June 2024 · 2 minute read

This is the kind of ending beloved by marketing experts. The audience likes the heroine? Make her innocent. They hate her? Make her the killer. Only one shot has to be changed. As a result, I left the movie feeling depressed and manipulated - because it didn't matter how hard I tried to follow the plot and figure things out, the whole movie was just toying with me. At least some of the other recent titles in this genre - like “Fatal Attraction” and “Sea of Love” - played fair.

The movie stars Michael Douglas as a troubled police detective who has been up before Internal Affairs, after shooting some tourists in a murky misunderstanding. He gets involved in the investigation of the kinky murder of a rock star. The rock star's sometime girlfriend (Sharon Stone) has written a novel in which a rock star is murdered in precisely the same way. Does this mean she is guilty? Or did a copycat killer try to frame her? The police questioning of the woman is the best scene in the movie, as Stone flirts shamelessly and toys with their male libidos.

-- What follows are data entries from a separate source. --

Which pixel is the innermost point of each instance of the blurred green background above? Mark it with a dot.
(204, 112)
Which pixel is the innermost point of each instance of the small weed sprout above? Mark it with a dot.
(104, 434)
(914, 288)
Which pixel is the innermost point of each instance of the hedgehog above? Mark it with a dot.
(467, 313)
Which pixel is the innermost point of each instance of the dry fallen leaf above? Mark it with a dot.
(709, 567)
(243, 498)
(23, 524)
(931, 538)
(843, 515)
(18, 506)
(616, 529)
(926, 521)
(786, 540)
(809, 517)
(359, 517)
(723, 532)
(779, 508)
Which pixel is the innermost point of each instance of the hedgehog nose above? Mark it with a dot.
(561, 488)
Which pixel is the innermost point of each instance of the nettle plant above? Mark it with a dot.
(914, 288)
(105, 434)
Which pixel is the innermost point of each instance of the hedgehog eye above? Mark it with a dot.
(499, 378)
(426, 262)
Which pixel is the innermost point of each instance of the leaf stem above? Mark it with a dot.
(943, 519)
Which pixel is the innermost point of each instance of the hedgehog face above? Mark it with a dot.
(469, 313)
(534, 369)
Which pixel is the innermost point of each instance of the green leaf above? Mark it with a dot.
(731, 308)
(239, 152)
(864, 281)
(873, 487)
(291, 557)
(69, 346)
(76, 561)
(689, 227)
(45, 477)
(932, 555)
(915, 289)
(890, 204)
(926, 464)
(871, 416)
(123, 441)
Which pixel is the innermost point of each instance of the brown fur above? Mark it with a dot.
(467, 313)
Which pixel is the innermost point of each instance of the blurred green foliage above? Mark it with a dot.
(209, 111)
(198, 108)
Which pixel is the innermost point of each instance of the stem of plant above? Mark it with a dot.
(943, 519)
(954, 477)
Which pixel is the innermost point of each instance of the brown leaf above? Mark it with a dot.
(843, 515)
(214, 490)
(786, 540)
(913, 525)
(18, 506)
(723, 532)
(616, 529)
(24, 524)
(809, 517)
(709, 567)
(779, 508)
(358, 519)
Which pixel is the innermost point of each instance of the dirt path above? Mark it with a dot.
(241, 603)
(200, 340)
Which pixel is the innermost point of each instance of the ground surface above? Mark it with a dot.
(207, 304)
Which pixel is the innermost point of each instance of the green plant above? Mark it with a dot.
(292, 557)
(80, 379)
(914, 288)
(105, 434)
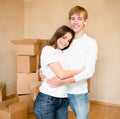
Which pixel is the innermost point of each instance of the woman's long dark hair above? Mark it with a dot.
(61, 31)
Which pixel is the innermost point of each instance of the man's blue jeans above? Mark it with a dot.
(48, 107)
(79, 105)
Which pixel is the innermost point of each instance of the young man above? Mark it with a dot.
(81, 54)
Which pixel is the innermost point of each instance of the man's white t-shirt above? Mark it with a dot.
(82, 53)
(50, 55)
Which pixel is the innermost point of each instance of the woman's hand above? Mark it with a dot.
(55, 82)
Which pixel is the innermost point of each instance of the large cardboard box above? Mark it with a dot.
(2, 91)
(24, 81)
(27, 46)
(14, 111)
(26, 64)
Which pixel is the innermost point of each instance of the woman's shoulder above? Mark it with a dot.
(48, 48)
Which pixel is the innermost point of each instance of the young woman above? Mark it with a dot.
(82, 52)
(52, 103)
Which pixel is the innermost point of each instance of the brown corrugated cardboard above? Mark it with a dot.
(2, 91)
(14, 111)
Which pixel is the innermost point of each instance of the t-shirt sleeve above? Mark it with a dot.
(49, 55)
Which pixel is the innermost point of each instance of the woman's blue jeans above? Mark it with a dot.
(79, 105)
(48, 107)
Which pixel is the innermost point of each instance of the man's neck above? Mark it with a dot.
(79, 34)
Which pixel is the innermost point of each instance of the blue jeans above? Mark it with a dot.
(48, 107)
(79, 105)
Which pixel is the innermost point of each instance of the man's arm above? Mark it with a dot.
(55, 82)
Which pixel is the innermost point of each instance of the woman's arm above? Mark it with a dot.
(62, 73)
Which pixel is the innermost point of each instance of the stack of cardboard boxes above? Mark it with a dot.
(28, 81)
(28, 63)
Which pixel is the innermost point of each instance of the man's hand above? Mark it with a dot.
(55, 82)
(42, 76)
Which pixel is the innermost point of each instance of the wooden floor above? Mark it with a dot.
(97, 112)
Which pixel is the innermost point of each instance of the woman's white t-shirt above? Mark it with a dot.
(50, 55)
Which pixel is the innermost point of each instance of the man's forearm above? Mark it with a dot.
(69, 80)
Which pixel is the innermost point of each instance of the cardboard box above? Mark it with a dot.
(2, 91)
(27, 46)
(14, 111)
(30, 103)
(26, 64)
(24, 81)
(9, 101)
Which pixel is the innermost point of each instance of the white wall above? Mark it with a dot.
(11, 27)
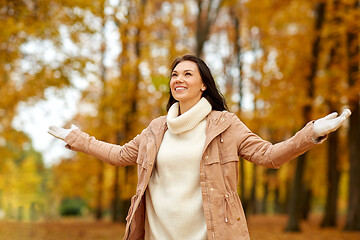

Douglas is entranced. The woman may be a killer and is obviously twisted and manipulative, and yet he's mesmerized - attracted by the danger as much as by her sensuous magnetism. As his investigation progresses, however, he finds the woman is more complicated than he suspected. She has a lesbian lover, for one thing.

The screenplay, by Joe Eszterhas, resembles his “Jagged Edge” (1985) in keeping the secret until the last shot. It's not really the last shot technique that I object to. What bothers me is that the whole plot has been constructed so that every relevant clue can be read two ways. That means the solution, when it is finally revealed, is not necessarily true. It is simply the writer's toss of the dice.

Apart from the whodunit elements, the movie exists for its sexual content. The Stone character, described as “world class” by Douglas after one night in the sack, is a kinky seductress with the kind of cold, challenging verbal style that many men take as a challenge. Her friends include a woman who once killed her entire family; she needs these people, she says, as inspiration for her novels. Her next book, she tells Douglas, staring him straight in the eye, will be about a police detective who falls in love with the wrong woman.